Freilich sah das auf allen Seiten gleich aus.

Die französischen Sozialisten waren meist um keinen Deut besser – manche Überlebende, die ich kenne, unterscheiden sich in nichts von Scheidemann, es sei denn durch ihren Intellekt –, und auch Jaurès ist zeitig gestorben. Mit feinstem Instinkt wird er von den Russen immer ein bißchen à part behandelt; sie sind mit Recht überzeugt, dass auch er in die Regierung gegangen wäre, für die ›Verteidigung des Vaterlandes‹ – aber wenigstens hat er sich bis zum letzten Tag seines Lebens, der allerdings der entscheidende war, tapfer gehalten.
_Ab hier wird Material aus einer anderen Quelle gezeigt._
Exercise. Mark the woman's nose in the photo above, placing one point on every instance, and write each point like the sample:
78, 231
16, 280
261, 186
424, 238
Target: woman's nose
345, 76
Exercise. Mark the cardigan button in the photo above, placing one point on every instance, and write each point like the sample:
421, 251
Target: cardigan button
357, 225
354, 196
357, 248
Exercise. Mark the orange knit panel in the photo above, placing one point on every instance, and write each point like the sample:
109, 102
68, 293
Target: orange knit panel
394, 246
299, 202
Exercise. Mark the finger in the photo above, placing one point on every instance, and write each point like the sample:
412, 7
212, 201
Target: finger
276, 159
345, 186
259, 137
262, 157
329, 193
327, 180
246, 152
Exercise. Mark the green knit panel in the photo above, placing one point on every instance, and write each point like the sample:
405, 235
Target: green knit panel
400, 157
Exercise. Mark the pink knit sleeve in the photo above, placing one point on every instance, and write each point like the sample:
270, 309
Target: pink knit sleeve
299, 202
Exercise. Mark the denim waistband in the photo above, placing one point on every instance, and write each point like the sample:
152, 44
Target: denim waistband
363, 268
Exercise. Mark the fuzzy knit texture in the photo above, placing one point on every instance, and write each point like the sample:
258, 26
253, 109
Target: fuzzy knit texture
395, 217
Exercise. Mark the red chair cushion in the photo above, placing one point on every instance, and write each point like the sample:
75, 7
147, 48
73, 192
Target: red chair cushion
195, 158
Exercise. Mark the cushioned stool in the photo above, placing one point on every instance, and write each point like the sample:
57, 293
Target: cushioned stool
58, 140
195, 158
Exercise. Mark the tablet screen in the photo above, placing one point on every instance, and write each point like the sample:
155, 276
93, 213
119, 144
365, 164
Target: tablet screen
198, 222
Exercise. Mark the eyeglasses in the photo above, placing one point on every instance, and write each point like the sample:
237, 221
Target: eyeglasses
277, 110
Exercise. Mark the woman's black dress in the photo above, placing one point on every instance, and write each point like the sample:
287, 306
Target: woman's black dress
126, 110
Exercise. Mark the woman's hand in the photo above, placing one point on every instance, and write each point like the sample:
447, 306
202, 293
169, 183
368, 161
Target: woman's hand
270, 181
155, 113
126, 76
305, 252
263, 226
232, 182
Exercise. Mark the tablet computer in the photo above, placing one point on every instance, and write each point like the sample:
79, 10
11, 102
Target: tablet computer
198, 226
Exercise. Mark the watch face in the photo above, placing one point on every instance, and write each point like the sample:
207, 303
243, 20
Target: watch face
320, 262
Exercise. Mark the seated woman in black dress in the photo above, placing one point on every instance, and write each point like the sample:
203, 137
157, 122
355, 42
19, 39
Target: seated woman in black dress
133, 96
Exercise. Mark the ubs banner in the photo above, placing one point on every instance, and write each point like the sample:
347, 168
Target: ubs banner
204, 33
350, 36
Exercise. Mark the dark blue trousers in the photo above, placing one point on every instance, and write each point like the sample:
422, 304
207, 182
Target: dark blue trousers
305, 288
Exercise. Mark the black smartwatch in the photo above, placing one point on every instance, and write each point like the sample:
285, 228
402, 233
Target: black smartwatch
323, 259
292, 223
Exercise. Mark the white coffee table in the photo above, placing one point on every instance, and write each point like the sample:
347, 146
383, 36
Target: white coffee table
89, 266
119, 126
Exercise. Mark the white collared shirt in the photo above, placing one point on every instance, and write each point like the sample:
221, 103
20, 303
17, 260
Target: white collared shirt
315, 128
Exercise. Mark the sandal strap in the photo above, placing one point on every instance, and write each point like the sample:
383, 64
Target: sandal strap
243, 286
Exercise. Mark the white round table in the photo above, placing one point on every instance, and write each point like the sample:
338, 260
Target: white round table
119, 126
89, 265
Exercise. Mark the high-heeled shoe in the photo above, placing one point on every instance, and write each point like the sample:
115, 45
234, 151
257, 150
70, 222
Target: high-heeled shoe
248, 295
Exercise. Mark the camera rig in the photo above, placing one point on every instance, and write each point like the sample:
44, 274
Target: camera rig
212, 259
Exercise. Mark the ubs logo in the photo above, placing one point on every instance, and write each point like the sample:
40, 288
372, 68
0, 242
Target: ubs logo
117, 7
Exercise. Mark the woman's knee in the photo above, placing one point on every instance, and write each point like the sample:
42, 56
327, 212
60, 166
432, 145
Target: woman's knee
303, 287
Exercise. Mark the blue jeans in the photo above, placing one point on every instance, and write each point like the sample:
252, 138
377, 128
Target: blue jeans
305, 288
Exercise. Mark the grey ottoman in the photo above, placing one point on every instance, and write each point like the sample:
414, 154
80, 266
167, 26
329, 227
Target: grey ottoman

Von Herrn Vandervelde ist eine reizende Szene aufbewahrt. Dieser Arbeitervertreter war Minister ohne Portefeuille, als es losging – die belgische Regierung wußte, warum. Er sollte die russischen Sozialisten beruhigen, doch nur wenigstens jetzt nicht (wo es drauf ankam) Opposition zu machen. Er wollte ihnen telegrafieren, brauchte dazu aber die Zensur des russischen Botschafters in Brüssel. Hier der Bericht des Botschafters: »Am Tage darauf machte ich die Bekanntschaft Vanderveldes … Das Gespräch kam auf das Telegramm, und Vandervelde las mir den ursprünglichen Text vor. Er begann so: ›Wir kämpfen gegen den Militarismus und Imperialismus … ‹

›Ich muß Ihnen zu meinem Bedauern sagen, dass ein solches Telegramm nicht durchgelassen wird. Sie rufen die Untertanen des russischen Reiches auf, gegen den Imperialismus zu kämpfen … ‹

›Ja, aber doch nicht gegen den russischen –‹ unterbrach er mich rasch – ›sondern den deutschen, den kriegerischen Imperialismus, der alle bedroht … ‹

›Warum also nicht: gegen das preußische Junkertum?‹

›Ach, ausgezeichnet! natürlich gegen das Junkertum!‹

So wurde das Telegramm abgefaßt … «

Und das vertritt heute den Weltfrieden in Genf.


Der Kampf gegen die falschen Freunde, die schlimmsten Feinde in einem Kriege, der, wie sich heute deutlich zeigt, gegen die Arbeiter geführt worden ist – dieser Kampf tobt durch das ganze Buch. Und doch ist der Zorn dieser beiden so ganz anders als die Wut auf der andern Seite.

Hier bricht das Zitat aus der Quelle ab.